Taking baby steps to start your business
June 5th, 2008 by financialgal
What do you do when you have a great idea but don’t know where to start? For instance, you may be really excited about your idea to start brewing your own jasmine tea or making organic marshmallows, but the idea just stops right there. Then what? How do you take your idea from the drawing board to a real live operation? I’ve often wondered about this myself, as I constantly pitch ideas to my husband and friends. But an article in the Small Business section of Fortune magazine about the granola company Bear Naked shows that it may be as simple as going shopping at your local grocery store.
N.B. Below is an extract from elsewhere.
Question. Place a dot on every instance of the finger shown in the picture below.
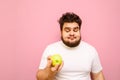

Two friends, Kelly Flatley and Brendan Synnott, started Bear Naked, which makes natural granola products, in 2002. In Fortune Small Business, Flatley and Synnott describe how they took this simple idea and developed it into a multi-million dollar business. How did these two twentysomethings start out? They did the same thing we do all the time. They went to Costco. But instead of dropping hundreds of dollars on tubs of spinach tip for their personal consumption, they invested in the business. Flatley and Synnott scooped up granola ingredients like bags of nuts and gallons of honey and canola oil, so much that they scored Costco’s customer of the month title in fall 2003. Flatley and Synnott also recall that they were the accountants, distributors, kitchen cleaners, and the cooks for their product. After five scrappy years, they grew the brand so well that it reached $65 million in sales in 2007. Even better, the Bear Naked brand caught the eye of Kellogg, which bought the company last year for a whopping $60 million. Although the money is good, Flatley and Synnott describe themselves as proud parents of the brand, noting that with the sale to Kellogg, Bear Naked granola can reach an even wider audience.
Bear Naked epitomizes how perserverance and a belief in your own product can take your company to dizzying heights. It’s also a real-world example of how starting a company doesn’t have to involve fancy business plans or Silicon Valley venture capitalists. It can be as simple as taking that baby step of going to Costco and mixing up a batch of your Mom’s secret recipe.